Treatment Considerations for Empiric Therapy
Bruce Jones, PharmD, FIDSA, BCPS offered clinical considerations for the concerns around infective endocarditis and when choosing empiric therapy.
Contagion: Staph aureus bacteremia remains a serious infection that can lead to infective endocarditis, and a higher mortality rate. With this in mind, what do you want to consider in treatment options?
Jones: When I think of Staphylococcus aureus, I think of a pathogen with metastatic tendencies; it often spreads to distant sites and tends to form abscesses. For us, we used to assume MRSA until proven otherwise if S aureus was in our differential. Around 2015, things changed with the introduction of multiplex PCR—specifically Biofire at our institution—which was a game-changer for managing bacteremia. This tool allows us to quickly identify MRSA versus MSSA, and even detect S aureus itself very early on, which helps guide treatment decisions upfront.
Another key point I emphasize is beginning with the end in mind, particularly regarding OPAT. Many of these patients will need 4 to 6 weeks of treatment, so from a discharge and OPAT perspective, it's crucial to make these decisions early, ideally well before discharge. Often, we tend to wait until the last moment, but it’s better to evaluate these factors early in the admission.
Contagion: What are your clinical considerations when choosing an empiric therapy for these patients?
Jones: Clinical stability is our top priority. For a very sick patient in the ICU on multiple pressors, we approach aggressively upfront, as Staphylococcus aureus infections carry a high mortality rate. Our goal is to get the infection under control as quickly as possible.
We also consider the suspected source of the infection. For example, when MRSA is suspected, if it's a respiratory source, we might avoid using daptomycin. Comorbidities play a big role as well; renal function is one of the first things we assess, especially when considering vancomycin in patients with acute kidney injury or chronic kidney disease.

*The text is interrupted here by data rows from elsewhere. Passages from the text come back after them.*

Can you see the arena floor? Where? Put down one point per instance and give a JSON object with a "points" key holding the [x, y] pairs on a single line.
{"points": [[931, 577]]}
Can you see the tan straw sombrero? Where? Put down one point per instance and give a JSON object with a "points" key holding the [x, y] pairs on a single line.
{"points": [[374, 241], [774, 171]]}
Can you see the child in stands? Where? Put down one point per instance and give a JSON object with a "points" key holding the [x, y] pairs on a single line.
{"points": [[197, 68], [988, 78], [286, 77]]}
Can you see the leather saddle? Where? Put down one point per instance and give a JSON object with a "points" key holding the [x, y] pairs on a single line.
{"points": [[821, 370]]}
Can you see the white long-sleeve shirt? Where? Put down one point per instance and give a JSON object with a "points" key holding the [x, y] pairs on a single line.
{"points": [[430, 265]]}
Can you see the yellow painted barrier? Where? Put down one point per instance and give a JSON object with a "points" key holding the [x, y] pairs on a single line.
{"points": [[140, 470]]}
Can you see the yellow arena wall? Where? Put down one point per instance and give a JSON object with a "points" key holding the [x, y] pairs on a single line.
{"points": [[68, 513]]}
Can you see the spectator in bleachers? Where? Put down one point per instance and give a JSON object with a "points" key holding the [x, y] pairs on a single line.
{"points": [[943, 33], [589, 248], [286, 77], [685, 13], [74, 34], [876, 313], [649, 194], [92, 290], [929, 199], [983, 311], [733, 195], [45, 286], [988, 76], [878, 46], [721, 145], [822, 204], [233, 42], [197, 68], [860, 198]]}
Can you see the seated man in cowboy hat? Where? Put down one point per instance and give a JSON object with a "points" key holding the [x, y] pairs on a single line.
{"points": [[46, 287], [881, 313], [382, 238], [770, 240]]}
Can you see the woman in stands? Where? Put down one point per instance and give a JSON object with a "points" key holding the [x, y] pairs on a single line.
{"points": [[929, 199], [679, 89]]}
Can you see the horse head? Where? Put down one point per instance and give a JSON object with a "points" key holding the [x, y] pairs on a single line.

Once we know whether it's MSSA or MRSA—thanks to rapid diagnostics—we tailor treatment accordingly. For MSSA, cefazolin or an antistaphylococcal penicillin is our go-to. For MRSA, we often consider vancomycin or daptomycin, though we've used less vancomycin in the past year or two and more daptomycin instead. While our use of linezolid has been slower to increase, it's still an option. We're also starting to see some off-label use of ceftaroline, and with the release of septiviprol, we’ll soon have another tool in our toolkit.
The conversation was edited for grammar and clarity.